Jakarta, Spoiler.id – Anggota Komisi II DPR RI dari Fraksi Partai Golkar, Ahmad Irawan, menyatakan ketidaksetujuannya terhadap putusan Mahkamah Konstitusi (MK) yang memisahkan jadwal pelaksanaan pemilu nasional dan pemilu daerah. Menurutnya, keputusan tersebut bertentangan secara tekstual dengan Undang-Undang Dasar (UUD) 1945.
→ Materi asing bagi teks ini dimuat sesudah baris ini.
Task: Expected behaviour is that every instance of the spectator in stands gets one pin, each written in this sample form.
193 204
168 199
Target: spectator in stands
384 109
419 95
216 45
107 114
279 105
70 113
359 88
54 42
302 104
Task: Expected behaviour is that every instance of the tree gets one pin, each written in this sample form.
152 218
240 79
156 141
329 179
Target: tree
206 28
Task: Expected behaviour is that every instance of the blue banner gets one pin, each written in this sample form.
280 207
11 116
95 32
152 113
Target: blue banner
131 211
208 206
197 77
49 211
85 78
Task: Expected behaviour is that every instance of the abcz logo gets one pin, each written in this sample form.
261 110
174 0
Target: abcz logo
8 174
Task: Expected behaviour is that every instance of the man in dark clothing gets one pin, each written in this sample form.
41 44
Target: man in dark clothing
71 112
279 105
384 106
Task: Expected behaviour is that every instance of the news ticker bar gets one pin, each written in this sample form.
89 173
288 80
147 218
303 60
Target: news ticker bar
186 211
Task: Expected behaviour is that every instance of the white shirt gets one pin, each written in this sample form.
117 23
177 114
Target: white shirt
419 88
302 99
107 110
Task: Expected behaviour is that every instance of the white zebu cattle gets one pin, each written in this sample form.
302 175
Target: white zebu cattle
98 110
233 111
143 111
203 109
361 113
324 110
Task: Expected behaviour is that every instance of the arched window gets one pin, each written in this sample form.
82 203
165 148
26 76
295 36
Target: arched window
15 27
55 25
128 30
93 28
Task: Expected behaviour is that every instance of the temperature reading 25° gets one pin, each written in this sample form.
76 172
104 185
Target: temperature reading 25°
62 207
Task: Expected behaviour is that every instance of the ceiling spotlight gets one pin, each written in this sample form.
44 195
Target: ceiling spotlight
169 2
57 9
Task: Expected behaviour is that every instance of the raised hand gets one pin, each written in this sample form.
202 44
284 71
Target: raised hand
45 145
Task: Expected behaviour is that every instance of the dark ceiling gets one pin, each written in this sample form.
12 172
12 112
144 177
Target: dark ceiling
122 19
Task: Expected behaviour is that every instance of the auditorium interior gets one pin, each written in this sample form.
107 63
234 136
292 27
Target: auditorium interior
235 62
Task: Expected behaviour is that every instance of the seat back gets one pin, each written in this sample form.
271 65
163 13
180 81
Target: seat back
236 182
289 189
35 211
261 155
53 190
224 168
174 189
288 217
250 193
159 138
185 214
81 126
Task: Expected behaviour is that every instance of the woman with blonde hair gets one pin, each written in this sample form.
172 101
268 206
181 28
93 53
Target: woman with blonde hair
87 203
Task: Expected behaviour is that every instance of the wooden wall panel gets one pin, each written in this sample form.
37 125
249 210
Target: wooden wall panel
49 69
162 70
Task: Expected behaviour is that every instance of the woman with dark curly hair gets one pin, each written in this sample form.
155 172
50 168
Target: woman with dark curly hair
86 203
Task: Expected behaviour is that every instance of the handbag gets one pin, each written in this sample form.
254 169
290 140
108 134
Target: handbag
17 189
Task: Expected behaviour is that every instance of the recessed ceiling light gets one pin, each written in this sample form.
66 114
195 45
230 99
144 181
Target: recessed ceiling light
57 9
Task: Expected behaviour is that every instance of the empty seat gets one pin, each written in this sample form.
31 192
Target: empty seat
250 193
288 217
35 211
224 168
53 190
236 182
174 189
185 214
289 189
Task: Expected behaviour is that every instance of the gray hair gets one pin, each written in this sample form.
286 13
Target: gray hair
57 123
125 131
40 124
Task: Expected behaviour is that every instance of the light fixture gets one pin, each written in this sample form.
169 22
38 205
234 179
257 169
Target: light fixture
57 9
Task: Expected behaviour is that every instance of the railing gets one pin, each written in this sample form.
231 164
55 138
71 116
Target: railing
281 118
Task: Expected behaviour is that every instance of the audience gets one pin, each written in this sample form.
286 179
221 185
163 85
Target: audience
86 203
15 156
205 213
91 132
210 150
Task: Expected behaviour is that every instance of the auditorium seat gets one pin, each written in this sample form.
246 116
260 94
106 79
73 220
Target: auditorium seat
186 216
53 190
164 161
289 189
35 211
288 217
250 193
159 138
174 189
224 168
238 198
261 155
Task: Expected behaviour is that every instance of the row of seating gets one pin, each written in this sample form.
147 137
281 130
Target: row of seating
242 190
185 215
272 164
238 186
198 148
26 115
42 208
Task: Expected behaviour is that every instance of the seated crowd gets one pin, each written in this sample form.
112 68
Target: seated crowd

“Putusan MK itu salah. Pasal 22E ayat (1) dan (2) UUD 1945 secara eksplisit menyebutkan pemilihan umum dilaksanakan setiap lima tahun sekali, termasuk untuk memilih anggota DPRD,” kata Irawan dalam keterangannya, Minggu (29/6/2025).
Irawan menilai bahwa meskipun putusan MK bersifat final dan mengikat (final and binding), kritik tetap harus disampaikan sebagai bagian dari mekanisme kontrol dalam sistem hukum.
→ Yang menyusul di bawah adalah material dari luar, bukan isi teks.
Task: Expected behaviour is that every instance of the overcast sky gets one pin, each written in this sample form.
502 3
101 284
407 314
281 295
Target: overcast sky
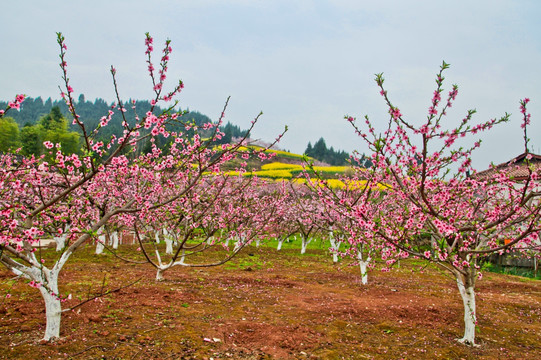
305 64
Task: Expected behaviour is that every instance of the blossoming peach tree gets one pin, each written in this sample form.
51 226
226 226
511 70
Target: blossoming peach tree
80 193
423 199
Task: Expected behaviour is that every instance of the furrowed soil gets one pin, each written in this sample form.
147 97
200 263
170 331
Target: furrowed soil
268 304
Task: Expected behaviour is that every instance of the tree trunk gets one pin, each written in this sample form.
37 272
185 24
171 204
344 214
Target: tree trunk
280 242
467 292
60 242
168 246
335 245
304 246
53 312
100 244
159 276
363 265
114 238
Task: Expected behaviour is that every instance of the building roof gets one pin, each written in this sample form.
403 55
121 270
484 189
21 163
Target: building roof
517 167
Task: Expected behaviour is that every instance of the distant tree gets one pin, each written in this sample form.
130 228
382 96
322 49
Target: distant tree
9 135
52 127
319 151
31 141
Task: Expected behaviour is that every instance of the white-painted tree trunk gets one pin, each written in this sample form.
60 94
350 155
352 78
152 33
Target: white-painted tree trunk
168 246
60 242
181 261
280 243
159 276
304 246
115 240
470 317
335 246
53 311
100 244
239 244
363 265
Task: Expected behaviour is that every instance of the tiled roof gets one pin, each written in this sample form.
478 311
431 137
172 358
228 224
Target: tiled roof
517 168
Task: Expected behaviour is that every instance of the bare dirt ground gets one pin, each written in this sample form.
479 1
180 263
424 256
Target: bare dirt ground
269 305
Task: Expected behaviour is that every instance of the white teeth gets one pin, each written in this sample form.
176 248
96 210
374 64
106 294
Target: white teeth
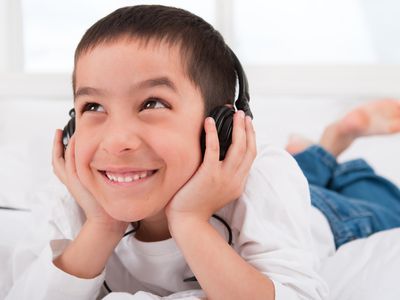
131 178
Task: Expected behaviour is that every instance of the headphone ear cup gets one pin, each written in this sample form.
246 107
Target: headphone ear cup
223 116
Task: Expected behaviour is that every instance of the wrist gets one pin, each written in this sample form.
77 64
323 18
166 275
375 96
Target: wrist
95 237
110 228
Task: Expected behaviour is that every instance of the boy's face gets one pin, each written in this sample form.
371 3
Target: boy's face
138 126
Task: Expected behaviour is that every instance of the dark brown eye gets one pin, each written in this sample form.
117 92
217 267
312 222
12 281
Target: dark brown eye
154 103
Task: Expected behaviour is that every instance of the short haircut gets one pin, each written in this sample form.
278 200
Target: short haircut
207 60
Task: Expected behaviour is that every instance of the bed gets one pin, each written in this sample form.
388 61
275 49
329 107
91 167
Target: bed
363 269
“Kita tidak bisa lagi hanya mengatakan putusan MK final dan harus dihormati, sementara substansinya bertentangan dengan konstitusi,” tegasnya.
Ia menambahkan, langkah korektif terhadap sistem pemilu tidak cukup hanya dengan revisi Undang-Undang Pemilu, melainkan perlu dilakukan amendemen UUD 1945 untuk menghindari intervensi lembaga yudikatif terhadap ranah legislasi.
“MK sudah terlalu jauh masuk ke ranah legislatif dan teknis pelaksanaan pemilu. Pemisahan pelaksanaan pemilu seharusnya menjadi bagian dari desain konstitusional yang disusun oleh pembentuk undang-undang, bukan tafsir MK,” ujar Irawan.
Sebelumnya, MK memutuskan bahwa mulai tahun 2029, pemilu nasional—yang mencakup pemilihan presiden dan wakil presiden, DPR, serta DPD—harus dipisahkan dari pemilihan kepala daerah dengan rentang waktu minimal dua tahun dan maksimal dua tahun enam bulan.
Wakil Ketua MK Saldi Isra dalam pertimbangan hukumnya menyatakan bahwa jarak waktu yang berdekatan antara pemilu nasional dan pemilihan kepala daerah berpotensi menenggelamkan isu-isu pembangunan daerah di tengah dominasi isu politik nasional.
“Isu pembangunan daerah tidak boleh tenggelam hanya karena pemilu pusat mendominasi ruang publik,” tegas Saldi Isra.
Sementara itu, Hakim Konstitusi Arief Hidayat menambahkan, jadwal yang berdekatan tersebut juga membebani partai politik dalam menyiapkan kader secara maksimal untuk berbagai level kontestasi.
“Partai tidak punya cukup waktu melakukan perekrutan calon legislatif untuk tiga level pemilu dan juga harus menyiapkan calon presiden/wakil presiden. Ini membuat mereka terjebak pada pragmatisme,” ujarnya.
Putusan MK tersebut menuai polemik di kalangan legislatif dan pengamat konstitusi, mengingat dampaknya terhadap desain sistem pemilu nasional yang selama ini mengusung prinsip keserentakan.